Published online Sep 7, 2017. doi: 10.3748/wjg.v23.i33.6147
Peer-review started: February 22, 2017
First decision: March 16, 2017
Revised: April 16, 2017
Accepted: June 18, 2017
Article in press: June 19, 2017
Published online: September 7, 2017
Processing time: 198 Days and 3.2 Hours
To investigate markers for high-grade dysplasia for the optimal timing of liver transplantation in patients with primary sclerosing cholangitis (PSC).
Earlier data support a dysplasia-carcinoma sequence, even low- to high-grade dysplasia, in PSC-associated cholangiocarcinoma (CCA). Surveillance using endoscopic retrograde cholangiography (ERC) and brush cytology aims to detect cases of biliary dysplasia, and liver transplantation is an option in cases with suspicion of malignancy in brushing. This study investigated markers to identify patients with high-grade biliary dysplasia for optimal timing in early liver transplantation. Patients undergoing surveillance using ERC and brush cytology during 2008-2014 and who were diagnosed with biliary dysplasia in explanted liver or CCA until February 2016 were included in the study. Demographic data, cholangiography findings, laboratory values, cytological morphology and DNA ploidy were analysed.

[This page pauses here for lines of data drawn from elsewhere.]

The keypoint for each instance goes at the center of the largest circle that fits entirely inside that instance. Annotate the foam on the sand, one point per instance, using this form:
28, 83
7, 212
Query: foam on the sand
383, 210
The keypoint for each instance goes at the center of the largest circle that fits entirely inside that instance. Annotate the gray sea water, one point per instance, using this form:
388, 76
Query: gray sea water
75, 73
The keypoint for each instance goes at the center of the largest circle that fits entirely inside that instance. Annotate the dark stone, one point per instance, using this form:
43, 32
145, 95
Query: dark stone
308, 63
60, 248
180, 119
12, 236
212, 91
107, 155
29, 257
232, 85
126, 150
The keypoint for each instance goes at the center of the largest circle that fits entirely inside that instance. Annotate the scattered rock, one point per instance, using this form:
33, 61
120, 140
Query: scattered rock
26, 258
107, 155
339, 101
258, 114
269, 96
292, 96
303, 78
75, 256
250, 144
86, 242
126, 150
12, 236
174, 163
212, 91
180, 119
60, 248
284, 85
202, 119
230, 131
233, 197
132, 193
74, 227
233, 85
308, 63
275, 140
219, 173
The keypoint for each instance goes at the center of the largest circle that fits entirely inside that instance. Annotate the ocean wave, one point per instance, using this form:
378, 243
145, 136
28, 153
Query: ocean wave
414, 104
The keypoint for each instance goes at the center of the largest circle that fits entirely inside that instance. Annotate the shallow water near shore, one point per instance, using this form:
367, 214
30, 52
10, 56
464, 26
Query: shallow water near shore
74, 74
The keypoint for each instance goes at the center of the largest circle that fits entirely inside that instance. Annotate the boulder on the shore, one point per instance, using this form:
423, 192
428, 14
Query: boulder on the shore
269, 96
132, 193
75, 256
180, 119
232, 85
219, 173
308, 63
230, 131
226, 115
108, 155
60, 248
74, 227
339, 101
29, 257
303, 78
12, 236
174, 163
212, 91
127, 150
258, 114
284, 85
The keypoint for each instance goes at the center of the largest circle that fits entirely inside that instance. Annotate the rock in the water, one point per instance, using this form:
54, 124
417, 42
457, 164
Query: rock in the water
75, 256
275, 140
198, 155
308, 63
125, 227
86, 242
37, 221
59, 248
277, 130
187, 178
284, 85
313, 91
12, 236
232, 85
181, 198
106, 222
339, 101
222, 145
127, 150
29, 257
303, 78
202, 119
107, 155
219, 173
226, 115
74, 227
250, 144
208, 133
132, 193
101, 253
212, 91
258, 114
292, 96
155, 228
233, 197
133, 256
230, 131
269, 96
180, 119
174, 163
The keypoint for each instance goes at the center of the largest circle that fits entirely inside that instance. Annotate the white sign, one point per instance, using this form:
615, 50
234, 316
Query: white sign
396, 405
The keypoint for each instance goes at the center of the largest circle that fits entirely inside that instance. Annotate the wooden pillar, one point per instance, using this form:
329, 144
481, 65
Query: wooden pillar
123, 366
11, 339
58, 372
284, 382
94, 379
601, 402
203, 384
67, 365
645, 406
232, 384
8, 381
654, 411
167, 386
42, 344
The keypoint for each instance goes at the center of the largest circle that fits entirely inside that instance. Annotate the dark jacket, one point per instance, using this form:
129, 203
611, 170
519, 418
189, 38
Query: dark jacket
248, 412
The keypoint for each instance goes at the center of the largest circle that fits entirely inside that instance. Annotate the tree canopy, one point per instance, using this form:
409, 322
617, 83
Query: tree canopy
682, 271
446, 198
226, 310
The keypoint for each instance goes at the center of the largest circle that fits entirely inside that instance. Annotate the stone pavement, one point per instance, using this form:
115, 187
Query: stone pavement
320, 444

Thirty PSC patients had biliary neoplasia in the explanted liver during the study period. Sixteen of these patients had low-grade dysplasia, 10 patients had high-grade dysplasia, and 4 patients had CCA. Fifteen PSC patients diagnosed with CCA were not transplanted. Patients with low-grade dysplasia were younger. Alkaline phosphatase or carcinoembryonic antigen values did not differ between groups during surveillance, but carbohydrate antigen 19-9 was higher in CCA patients. No difference in PSC duration, ERC scores, suspicious cytology, or ploidy analysis was found between groups. No difference was observed between fibrosis stage in explanted livers. Low- and high-grade dysplasia could not be differentiated before liver transplantation based on liver enzymes, tumour markers, ERC scores, brush cytology or DNA ploidy.

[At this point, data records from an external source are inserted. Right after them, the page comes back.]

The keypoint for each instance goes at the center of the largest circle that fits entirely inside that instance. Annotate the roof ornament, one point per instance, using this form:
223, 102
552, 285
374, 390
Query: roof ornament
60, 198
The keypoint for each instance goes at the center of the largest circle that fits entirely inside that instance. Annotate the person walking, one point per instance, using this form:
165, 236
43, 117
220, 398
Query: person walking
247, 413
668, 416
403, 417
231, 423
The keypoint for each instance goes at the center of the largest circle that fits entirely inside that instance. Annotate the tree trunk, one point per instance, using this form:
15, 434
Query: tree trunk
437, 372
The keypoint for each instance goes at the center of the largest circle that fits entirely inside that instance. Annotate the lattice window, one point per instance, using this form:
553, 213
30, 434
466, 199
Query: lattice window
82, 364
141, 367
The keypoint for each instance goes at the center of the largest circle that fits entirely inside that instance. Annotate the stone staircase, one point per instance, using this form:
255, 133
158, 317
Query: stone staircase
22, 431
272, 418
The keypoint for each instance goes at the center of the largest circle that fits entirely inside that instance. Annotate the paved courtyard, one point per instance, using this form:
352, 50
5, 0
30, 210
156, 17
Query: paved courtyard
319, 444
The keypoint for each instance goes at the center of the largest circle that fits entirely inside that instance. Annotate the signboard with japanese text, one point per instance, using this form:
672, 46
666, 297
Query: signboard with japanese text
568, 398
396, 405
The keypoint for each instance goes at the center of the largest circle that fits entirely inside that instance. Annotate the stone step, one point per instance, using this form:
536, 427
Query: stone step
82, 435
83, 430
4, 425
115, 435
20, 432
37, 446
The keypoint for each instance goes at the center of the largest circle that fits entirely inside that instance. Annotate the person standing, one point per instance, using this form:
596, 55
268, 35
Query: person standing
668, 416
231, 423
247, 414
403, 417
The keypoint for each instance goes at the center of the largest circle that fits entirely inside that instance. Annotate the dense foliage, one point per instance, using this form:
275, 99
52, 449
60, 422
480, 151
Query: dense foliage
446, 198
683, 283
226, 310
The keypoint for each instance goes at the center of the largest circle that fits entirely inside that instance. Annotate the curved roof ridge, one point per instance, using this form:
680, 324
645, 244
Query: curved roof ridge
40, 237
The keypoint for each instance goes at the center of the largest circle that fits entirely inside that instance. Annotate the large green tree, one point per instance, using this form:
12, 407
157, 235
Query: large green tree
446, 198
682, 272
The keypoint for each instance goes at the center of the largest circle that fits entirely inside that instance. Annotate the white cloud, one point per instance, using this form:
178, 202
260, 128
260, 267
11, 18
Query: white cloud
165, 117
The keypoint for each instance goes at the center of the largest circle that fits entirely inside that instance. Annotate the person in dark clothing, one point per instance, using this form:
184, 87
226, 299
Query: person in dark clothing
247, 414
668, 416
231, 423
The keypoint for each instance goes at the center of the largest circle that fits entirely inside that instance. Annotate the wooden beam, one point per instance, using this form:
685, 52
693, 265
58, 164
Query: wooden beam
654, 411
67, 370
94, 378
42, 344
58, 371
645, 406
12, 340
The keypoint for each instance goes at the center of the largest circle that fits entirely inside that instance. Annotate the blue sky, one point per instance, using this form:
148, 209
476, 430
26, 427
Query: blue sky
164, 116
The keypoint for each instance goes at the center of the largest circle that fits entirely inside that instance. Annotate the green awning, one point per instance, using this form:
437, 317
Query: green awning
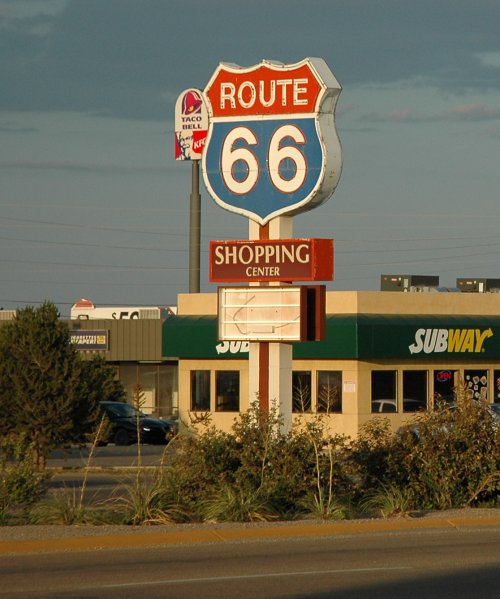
353, 336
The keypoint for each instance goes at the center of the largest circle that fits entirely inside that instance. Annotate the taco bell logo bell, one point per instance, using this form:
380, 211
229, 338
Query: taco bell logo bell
191, 125
191, 102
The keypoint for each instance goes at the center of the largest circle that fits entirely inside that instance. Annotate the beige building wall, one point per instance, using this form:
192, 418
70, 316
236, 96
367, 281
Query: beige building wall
356, 392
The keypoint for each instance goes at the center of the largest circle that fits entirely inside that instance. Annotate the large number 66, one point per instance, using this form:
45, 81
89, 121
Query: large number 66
277, 154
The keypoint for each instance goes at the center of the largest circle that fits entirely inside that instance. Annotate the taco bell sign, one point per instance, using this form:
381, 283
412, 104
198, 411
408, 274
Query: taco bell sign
272, 148
191, 125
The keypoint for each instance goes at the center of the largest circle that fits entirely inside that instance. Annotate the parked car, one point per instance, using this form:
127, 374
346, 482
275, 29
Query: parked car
125, 420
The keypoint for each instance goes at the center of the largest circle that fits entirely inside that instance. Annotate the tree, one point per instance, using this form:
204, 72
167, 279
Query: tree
47, 391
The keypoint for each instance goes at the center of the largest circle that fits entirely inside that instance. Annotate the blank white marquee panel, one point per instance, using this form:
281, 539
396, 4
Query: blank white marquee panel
259, 313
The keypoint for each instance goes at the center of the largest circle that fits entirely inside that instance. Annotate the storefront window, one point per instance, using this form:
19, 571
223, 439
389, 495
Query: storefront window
129, 378
384, 391
414, 390
444, 385
227, 390
301, 391
476, 382
200, 390
329, 391
496, 388
168, 403
148, 379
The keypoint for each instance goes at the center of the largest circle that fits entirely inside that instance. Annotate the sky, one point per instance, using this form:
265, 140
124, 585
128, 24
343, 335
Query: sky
93, 203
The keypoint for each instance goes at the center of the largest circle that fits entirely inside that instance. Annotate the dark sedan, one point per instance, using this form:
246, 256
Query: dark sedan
126, 421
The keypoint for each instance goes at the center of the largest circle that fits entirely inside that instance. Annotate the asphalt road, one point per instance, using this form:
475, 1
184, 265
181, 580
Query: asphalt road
456, 563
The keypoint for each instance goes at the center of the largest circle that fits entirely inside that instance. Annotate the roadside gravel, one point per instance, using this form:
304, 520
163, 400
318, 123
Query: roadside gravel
47, 532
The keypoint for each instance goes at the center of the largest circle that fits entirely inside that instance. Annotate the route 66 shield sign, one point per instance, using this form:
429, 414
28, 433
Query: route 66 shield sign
272, 148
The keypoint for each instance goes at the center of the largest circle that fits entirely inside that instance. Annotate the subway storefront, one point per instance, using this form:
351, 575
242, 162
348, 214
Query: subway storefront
391, 363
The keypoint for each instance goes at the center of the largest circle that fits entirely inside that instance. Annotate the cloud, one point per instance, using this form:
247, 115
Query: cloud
79, 167
463, 112
13, 128
131, 59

Repeated suspicion of neoplasia in brush cytology should be an indication for evaluations of liver transplantation prior to the development of CCA.
Core tip: We investigated markers of high-grade dysplasia for the optimal timing of early liver transplantation (LT) in patients with primary sclerosing cholangitis (PSC). PSC patients in our unit undergo surveillance with endoscopic retrograde cholangiography (ERC) and brush cytology (BC) to identify evidence of dysplasia before progression to cholangiocarcinoma. Carbohydrate antigen 19-9 was higher in patients with cholangiocarcinoma, but no other differences between laboratory values, ERC scores, BC or ploidy analysis between the low-grade, high-grade or CCA groups were observed. Repeated suspicion of neoplasia in BC should be an indication for the evaluation for LT prior to the development of cholangiocarcinoma.